Krisen sind auch
eine Sache der Rhetorik

Es ist nicht nur die Klimakrise, die uns aktuell beschäftigt, denn wir scheinen ganz allgemein in einer Zeit der Krisen zu leben und fühlen Bedrohungen: des eigenen Lebens, des eigenen Planeten, des eigenen Volkes.
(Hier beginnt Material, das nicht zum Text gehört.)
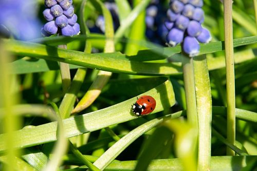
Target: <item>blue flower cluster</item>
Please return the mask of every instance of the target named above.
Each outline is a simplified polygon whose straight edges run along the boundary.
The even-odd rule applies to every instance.
[[[201,27],[203,5],[203,0],[171,0],[167,11],[167,42],[171,46],[182,43],[183,51],[190,57],[199,53],[199,42],[206,43],[211,39],[209,30]]]
[[[49,36],[59,32],[64,36],[72,36],[80,33],[78,16],[74,13],[72,0],[45,0],[46,9],[43,11],[47,21],[41,29],[42,34]]]
[[[40,36],[40,22],[33,0],[1,0],[0,32],[26,41]]]

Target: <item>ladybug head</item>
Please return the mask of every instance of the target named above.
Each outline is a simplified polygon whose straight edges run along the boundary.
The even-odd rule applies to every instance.
[[[142,112],[143,111],[143,107],[139,105],[137,103],[135,103],[132,106],[132,111],[133,113],[138,116],[140,116]]]

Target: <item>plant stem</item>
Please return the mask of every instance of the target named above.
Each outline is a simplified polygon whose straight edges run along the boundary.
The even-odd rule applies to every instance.
[[[224,33],[227,79],[227,138],[235,144],[235,98],[234,51],[233,49],[233,24],[232,0],[224,1]],[[235,152],[227,147],[227,154],[234,156]]]
[[[185,57],[183,61],[183,73],[187,101],[187,116],[188,122],[194,128],[198,129],[193,59]]]
[[[84,164],[88,167],[91,170],[100,170],[97,166],[94,165],[92,163],[87,160],[85,156],[83,156],[81,153],[70,142],[69,142],[69,147],[70,149],[72,152],[72,153],[75,155],[78,159],[82,162]]]
[[[254,11],[255,13],[256,29],[257,29],[257,0],[253,0],[253,5],[254,6]]]
[[[67,49],[67,46],[66,45],[60,45],[58,46],[58,47],[63,49]],[[60,69],[61,71],[61,75],[62,77],[63,91],[65,93],[67,92],[70,85],[70,73],[69,72],[69,64],[60,62]]]
[[[206,57],[194,58],[198,123],[198,170],[211,168],[212,100]]]

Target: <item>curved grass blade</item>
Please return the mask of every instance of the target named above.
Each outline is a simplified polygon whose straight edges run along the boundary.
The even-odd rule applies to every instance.
[[[211,170],[241,170],[245,167],[256,161],[257,156],[212,156],[211,159]],[[115,161],[111,163],[106,170],[133,171],[137,161]],[[77,168],[75,170],[85,170],[85,167]],[[65,171],[72,171],[67,169]],[[151,171],[182,171],[183,168],[179,159],[159,159],[153,160],[148,170]]]
[[[109,148],[94,163],[94,164],[101,170],[105,169],[125,148],[144,132],[151,130],[164,120],[176,118],[180,116],[180,114],[179,112],[177,112],[168,116],[154,119],[141,125],[131,131]]]
[[[175,104],[174,95],[172,92],[172,85],[167,80],[142,94],[151,96],[156,100],[157,105],[152,112],[154,113]],[[74,137],[137,119],[131,111],[131,105],[136,99],[136,97],[134,97],[104,109],[64,120],[66,137]],[[56,141],[57,128],[57,122],[53,122],[30,129],[17,130],[14,132],[15,147],[23,148]],[[0,135],[0,151],[6,149],[3,145],[3,136],[4,135]]]

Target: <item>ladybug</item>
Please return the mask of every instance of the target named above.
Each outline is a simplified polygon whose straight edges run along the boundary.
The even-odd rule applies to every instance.
[[[156,101],[152,96],[144,95],[138,98],[132,105],[132,111],[137,116],[148,115],[154,111]]]

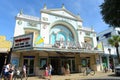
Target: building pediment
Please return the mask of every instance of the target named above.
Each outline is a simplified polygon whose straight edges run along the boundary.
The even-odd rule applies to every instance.
[[[52,15],[56,15],[56,16],[60,16],[60,17],[66,17],[66,18],[71,18],[71,19],[75,19],[78,21],[82,21],[82,19],[80,18],[80,16],[78,15],[74,15],[71,12],[69,12],[66,9],[42,9],[41,13],[47,13],[47,14],[52,14]]]

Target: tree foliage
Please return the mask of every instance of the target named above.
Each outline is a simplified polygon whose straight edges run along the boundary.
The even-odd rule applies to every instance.
[[[114,46],[116,48],[116,53],[117,53],[117,57],[118,57],[118,61],[120,63],[120,55],[119,55],[119,43],[120,43],[120,36],[119,35],[114,35],[112,36],[112,38],[108,39],[108,43],[111,46]]]
[[[120,27],[120,0],[104,0],[100,8],[105,23],[112,27]]]

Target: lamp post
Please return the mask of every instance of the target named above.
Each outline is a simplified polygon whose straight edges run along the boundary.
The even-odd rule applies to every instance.
[[[111,49],[108,48],[108,52],[109,52],[109,58],[111,57]]]
[[[108,52],[109,52],[109,63],[110,63],[110,68],[112,69],[112,72],[114,72],[114,69],[113,69],[113,59],[111,57],[111,49],[108,48]]]

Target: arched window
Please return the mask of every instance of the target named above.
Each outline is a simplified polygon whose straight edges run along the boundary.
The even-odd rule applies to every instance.
[[[50,30],[50,44],[54,45],[56,41],[74,41],[72,32],[64,25],[55,25]]]

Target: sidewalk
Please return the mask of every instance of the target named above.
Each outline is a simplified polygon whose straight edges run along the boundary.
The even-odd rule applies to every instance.
[[[51,80],[80,80],[80,79],[91,79],[94,77],[104,77],[107,75],[113,74],[112,72],[96,72],[94,76],[88,75],[83,76],[83,73],[75,73],[70,75],[53,75]],[[29,77],[28,80],[49,80],[49,77],[46,78],[39,78],[37,77]]]

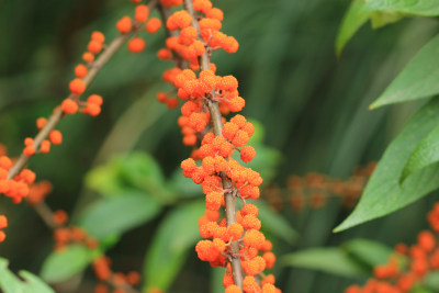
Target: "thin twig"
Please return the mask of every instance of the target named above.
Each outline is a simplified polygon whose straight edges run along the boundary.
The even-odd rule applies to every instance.
[[[148,8],[149,10],[153,10],[157,7],[158,0],[150,0],[148,2]],[[140,26],[133,26],[133,31],[127,33],[127,34],[122,34],[117,36],[116,38],[111,42],[111,44],[102,52],[102,54],[98,57],[98,59],[93,63],[93,66],[87,74],[87,76],[83,78],[83,82],[88,87],[95,78],[95,76],[99,74],[99,71],[102,69],[102,67],[108,63],[108,60],[121,48],[121,46],[134,34],[136,33]],[[76,98],[76,94],[70,94],[68,98],[72,99]],[[47,124],[40,131],[40,133],[35,136],[34,138],[34,148],[35,150],[38,149],[41,143],[47,138],[48,134],[55,128],[55,126],[58,124],[58,122],[63,119],[63,110],[58,109],[52,114],[52,116],[48,119]],[[12,168],[9,170],[9,177],[8,180],[11,180],[15,176],[19,174],[19,172],[24,168],[24,166],[27,164],[30,157],[27,157],[24,154],[21,154],[19,159],[15,161],[15,164],[12,166]]]
[[[201,36],[201,31],[199,26],[199,22],[196,18],[194,16],[194,11],[193,11],[193,4],[192,0],[184,0],[184,8],[189,12],[189,14],[192,16],[192,26],[195,27],[200,41],[202,41]],[[200,57],[200,68],[201,70],[207,70],[210,69],[210,58],[207,55],[207,52],[205,52],[201,57]],[[215,136],[222,136],[223,135],[223,122],[222,122],[222,115],[219,112],[219,105],[216,102],[216,93],[215,90],[211,92],[212,99],[207,101],[207,108],[211,113],[211,122],[213,124],[213,132]],[[232,188],[232,181],[227,177],[225,172],[221,172],[221,178],[223,181],[223,189],[229,190],[224,194],[224,201],[225,201],[225,213],[226,213],[226,221],[227,221],[227,226],[235,224],[236,223],[236,199],[233,194]],[[240,257],[239,257],[239,244],[238,241],[233,241],[230,244],[230,258],[232,258],[232,274],[234,278],[234,283],[243,288],[243,264],[240,262]]]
Doch wohin führt diese aufgeheizte Rhetorik? Die strukturelle Gleichheit der Krisendiskurse führt in einen Zustand ständiger Angst, die die Menschen unfähig macht, den tatsächlichen Herausforderungen angemessen zu begegnen. Das Dramatische vieler Aussagen liegt aber nicht in der Krise, die sie zu bezeichnen vorgeben, sondern im Konsens, den sie stiften: Dieser besteht in der Erwartung einer existenziellen Bedrohung und in der Aufforderung zur finalen Rettung. Seine Logik wird umso plausibler, je mehr die Krisen in Konkurrenz zueinander stehen.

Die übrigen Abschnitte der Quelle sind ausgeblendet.